In 2006 alone, New Zealand members of Amnesty International have directly campaigned for the release of 15 representatives of the media ranging from the Editor of the Independent in Gambia to the Director of Beehive radio station in Cambodia. Seven of the 15 media workers have been released in the weeks following letter writing actions by Amnesty International members.
“Freedom of expression is crucial in a democracy because open discussion allows people to influence their government’s choice of policies”, says Ced Simpson. “For those that ask whether a basic lack of press freedom equates to a general absence of human rights the answer is a resounding ‘yes’.”
The countries with poor press freedom records – North Korea, Myanmar, Eritrea, Zimbabwe and Turkmenistan – are also home to some of the most repressive governments and lowest living standards in the world. In line with the ever-decreasing access to freedom of expression, Zimbabwe also suffers from hyper-inflation (now topping 900%) and, according to the United Nations World Health Organisation, the lowest life expectancy anywhere in the world (35.5 years).
The Zimbabwean government has launched a final assault on the country’s remaining independent press. Under the autocratic Presidency of Robert Mugabe, fundamental rights, including freedom of assembly and expression, the right to information and privacy, the right to property and the prohibition against arbitrary detention have been removed.
In the last 5 years, Zimbabwe’s government has enacted absolute control over who may operate a media outlet and practice journalism. Laws, with titles like The Access to Information and Protection of Privacy Act of 2002 and The Broadcasting Services Act of 2001, force journalists to register with the state-run Media and Information Commission or face up to two years in prison. The Public Order and Security Act of 2002 criminalizes criticism of the President (whether his person or his office) and prohibits public gatherings without providing police four days’ written notice.
Unfortunately, Zimbabwean reporters game enough to comment on the situation face the revocation of their press licence and prison-time.
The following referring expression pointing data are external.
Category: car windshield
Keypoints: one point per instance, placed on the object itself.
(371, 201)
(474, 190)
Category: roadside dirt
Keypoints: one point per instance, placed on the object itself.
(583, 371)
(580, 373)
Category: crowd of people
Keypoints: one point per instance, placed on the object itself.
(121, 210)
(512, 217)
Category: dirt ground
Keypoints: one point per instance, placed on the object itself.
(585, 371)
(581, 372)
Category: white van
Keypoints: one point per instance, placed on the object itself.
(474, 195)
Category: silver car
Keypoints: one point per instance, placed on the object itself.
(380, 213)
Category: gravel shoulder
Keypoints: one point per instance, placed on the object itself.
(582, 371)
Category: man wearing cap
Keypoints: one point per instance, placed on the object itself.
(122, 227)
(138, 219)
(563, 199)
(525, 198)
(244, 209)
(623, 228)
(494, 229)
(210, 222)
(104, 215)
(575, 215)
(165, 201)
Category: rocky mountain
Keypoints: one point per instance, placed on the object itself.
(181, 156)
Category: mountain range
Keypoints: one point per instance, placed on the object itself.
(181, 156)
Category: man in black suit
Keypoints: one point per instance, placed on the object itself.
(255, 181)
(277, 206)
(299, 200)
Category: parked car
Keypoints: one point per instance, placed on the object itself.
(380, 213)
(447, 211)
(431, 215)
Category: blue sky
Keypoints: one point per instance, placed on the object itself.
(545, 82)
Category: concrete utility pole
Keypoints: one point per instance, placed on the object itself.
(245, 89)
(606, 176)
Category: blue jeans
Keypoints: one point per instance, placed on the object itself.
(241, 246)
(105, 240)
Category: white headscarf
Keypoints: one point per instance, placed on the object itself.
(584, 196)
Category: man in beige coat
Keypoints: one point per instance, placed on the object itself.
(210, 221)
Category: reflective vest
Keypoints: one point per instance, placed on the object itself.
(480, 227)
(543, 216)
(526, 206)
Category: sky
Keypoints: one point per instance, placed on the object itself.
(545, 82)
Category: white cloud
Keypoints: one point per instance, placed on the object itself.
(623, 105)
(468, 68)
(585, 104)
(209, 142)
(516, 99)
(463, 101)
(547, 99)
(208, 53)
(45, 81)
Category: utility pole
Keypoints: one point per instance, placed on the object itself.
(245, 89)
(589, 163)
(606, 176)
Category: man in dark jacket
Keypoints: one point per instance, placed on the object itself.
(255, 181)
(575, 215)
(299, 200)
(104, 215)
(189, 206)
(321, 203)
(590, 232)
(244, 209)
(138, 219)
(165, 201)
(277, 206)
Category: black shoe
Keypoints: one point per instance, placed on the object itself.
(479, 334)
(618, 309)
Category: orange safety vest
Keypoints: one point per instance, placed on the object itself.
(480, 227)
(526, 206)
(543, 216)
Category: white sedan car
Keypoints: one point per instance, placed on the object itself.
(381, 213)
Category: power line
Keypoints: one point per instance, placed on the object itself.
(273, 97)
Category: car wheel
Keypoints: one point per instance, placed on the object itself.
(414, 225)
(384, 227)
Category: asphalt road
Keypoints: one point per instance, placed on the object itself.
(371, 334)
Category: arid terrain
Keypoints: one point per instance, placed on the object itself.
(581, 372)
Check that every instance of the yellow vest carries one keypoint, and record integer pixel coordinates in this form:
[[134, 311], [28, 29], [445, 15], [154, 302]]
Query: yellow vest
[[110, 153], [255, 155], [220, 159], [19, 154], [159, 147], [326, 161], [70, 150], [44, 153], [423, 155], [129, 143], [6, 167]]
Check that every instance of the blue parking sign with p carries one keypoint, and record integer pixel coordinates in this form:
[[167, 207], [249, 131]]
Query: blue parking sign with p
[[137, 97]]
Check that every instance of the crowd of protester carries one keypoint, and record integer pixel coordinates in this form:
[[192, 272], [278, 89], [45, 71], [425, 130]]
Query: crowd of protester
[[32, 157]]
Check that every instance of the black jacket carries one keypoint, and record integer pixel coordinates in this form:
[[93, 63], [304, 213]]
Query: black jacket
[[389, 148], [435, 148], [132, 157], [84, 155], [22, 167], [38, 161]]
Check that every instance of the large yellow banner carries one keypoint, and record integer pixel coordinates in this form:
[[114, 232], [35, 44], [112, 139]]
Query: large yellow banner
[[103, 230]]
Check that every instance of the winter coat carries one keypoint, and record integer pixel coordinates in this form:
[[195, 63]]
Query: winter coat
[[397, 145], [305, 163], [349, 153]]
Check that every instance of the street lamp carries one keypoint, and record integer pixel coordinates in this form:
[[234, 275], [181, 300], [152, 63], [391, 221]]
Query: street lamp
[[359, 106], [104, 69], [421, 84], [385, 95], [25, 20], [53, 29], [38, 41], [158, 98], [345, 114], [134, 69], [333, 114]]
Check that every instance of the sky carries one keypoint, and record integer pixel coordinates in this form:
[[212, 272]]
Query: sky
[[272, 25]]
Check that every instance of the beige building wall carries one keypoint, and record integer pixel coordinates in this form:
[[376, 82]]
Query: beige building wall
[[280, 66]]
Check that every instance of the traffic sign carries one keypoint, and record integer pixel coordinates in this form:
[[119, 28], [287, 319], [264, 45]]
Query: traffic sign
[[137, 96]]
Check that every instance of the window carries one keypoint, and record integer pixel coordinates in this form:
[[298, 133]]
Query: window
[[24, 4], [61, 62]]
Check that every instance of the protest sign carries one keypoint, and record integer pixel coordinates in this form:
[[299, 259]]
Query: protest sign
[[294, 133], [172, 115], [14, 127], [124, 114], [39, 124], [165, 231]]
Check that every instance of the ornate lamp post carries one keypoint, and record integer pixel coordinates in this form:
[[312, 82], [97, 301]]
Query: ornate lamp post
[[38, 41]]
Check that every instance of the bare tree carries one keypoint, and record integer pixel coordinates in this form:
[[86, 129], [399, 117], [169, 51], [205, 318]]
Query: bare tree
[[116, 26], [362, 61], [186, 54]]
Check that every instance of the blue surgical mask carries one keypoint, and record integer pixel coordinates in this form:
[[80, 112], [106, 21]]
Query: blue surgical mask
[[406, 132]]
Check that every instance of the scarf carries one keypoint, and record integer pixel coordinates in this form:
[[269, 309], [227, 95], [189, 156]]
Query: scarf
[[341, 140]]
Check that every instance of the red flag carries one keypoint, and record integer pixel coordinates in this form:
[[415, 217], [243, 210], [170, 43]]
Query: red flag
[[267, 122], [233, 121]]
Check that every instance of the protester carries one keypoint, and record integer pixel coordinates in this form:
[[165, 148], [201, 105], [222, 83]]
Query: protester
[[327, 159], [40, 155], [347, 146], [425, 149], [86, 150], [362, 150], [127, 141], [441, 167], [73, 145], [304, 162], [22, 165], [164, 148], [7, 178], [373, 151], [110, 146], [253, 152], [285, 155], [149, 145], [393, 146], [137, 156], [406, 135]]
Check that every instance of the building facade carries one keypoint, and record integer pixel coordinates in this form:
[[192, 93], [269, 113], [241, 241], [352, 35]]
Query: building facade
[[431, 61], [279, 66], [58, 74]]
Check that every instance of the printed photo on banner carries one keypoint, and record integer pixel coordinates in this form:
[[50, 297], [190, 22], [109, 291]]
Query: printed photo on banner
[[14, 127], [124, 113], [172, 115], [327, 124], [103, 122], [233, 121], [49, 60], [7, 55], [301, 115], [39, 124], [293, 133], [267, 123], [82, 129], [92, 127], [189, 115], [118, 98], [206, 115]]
In a few instances, when police have not been able to capture an outspoken independent journalist, friends and relatives of the journalist have been detained until he or she surrenders to a police station.
And Zimbabwe is just one example says Ced Simpson: "Beyond the globally recognised media agencies reside hundreds of thousands of media workers who wonder everyday whether their latest story will land them in prison or earn them a death sentence. World Press Freedom Day is an ideal time to look upon the newspaper you hold in your hands, and consider the reality behind each story before turning the page."